Find Us On Social Media :

Marak Implementasi AI di 2024, Cloudera Sarankan Fokus Pada Data

By Liana Threestayanti, Selasa, 13 Februari 2024 | 14:30 WIB

Pemanfaatan teknologi AI diperkirakan akan terus meningkat tahun ini. Bagaimana perusahaan dan organisasi sebaiknya mempersiapkan diri ? (Foto: Fajar Muharandy, Principal Solution Engineer, Cloudera)

Pemanfaatan teknologi artificial intelligence (AI) diperkirakan akan terus meningkat dan meluas tahun ini. Bagaimana perusahaan dan organisasi sebaiknya mempersiapkan diri menyambut tren ini?  

Meraih momentumnya di tahun 2023, artificial intelligence diprediksi Statista akan terintegrasi secara luas tahun ini. AI akan hadir di mana-mana dalam kehidupan sehari-hari, di rumah, lingkungan bisnis, dan pasar global. Statista mencatat, saat ini, 54% konsumen global dengan mudah memasukkan AI ke dalam rutinitas mereka, dan diperkirakan akan terjadi peningkatan yang signifikan. 

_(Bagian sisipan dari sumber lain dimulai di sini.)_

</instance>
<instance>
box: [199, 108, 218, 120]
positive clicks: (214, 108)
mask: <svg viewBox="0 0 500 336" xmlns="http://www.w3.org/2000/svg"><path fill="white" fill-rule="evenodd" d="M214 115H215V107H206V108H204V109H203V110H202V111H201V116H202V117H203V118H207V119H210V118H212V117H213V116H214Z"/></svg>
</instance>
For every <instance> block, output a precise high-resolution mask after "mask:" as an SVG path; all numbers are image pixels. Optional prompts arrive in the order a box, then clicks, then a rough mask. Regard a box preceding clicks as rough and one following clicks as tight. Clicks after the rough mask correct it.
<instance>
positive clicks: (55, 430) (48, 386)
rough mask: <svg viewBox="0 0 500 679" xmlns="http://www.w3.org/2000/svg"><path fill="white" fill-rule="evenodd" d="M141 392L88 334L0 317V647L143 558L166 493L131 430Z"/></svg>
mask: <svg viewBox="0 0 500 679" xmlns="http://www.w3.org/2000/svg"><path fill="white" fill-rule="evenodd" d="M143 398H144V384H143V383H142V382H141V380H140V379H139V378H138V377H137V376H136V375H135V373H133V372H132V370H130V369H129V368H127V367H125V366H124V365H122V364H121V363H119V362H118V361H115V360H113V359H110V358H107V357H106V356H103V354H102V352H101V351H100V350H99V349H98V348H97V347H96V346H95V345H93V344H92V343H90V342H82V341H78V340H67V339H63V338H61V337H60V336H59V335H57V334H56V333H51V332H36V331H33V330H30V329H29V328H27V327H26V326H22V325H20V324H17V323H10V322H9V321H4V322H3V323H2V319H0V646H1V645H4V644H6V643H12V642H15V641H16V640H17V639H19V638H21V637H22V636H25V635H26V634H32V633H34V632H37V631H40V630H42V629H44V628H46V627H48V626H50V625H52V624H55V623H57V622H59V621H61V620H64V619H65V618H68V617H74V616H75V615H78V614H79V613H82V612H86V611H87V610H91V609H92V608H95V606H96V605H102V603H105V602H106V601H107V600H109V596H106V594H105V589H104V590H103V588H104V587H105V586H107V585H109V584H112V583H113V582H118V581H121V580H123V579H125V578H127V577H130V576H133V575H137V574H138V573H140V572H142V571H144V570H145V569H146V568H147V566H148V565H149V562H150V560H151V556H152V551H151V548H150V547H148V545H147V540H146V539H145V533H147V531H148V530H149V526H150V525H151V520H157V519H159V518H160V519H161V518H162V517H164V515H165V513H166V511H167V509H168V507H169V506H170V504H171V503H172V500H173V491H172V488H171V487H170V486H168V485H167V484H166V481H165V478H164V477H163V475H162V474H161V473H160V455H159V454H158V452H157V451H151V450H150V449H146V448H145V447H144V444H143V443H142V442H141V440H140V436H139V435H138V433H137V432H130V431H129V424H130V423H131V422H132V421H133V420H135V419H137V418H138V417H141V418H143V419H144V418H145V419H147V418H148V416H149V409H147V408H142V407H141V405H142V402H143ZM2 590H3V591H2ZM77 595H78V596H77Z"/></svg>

Sementara itu, berdasarkan survei yang dilakukan World Economic Forum terhadap para Chief Digital Officer dari berbagai sektor industri di dunia, di 2024 ini, perusahaan akan fokus pada upaya pemangkasan biaya dan perampingan operasi. Dan untuk mencapai tujuan tersebut, terkait AI, perusahaan pun beranjak dari tahap uji coba AI ke fase implementasi secara luas.

AI juga disebut TechTarget akan menjadi katalisator kunci bagi transformasi digital di 2024 sehingga pemimpin teknologi akan fokus untuk memasukkan AI dalam inisiatif transformasi digitalnya. 

Tren yang sama juga dijumpai di Indonesia. Hal itu, menurut Fajar Muharandy, Principal Solution Engineer, Cloudera, terlihat antara lain dari peningkatan adopsi solusi Cloudera Machine Learning (CML).Perusahaan mengadopsi CML dengan alasan ingin memiliki keunggulan kompetitif dari para pesaingnya. 

Sebagai informasi, CML pada Cloudera Data Platform memungkinkan para data scientist berkolaborasi di atas satu platfom tunggal yang inklusif untuk mendukung use case AI.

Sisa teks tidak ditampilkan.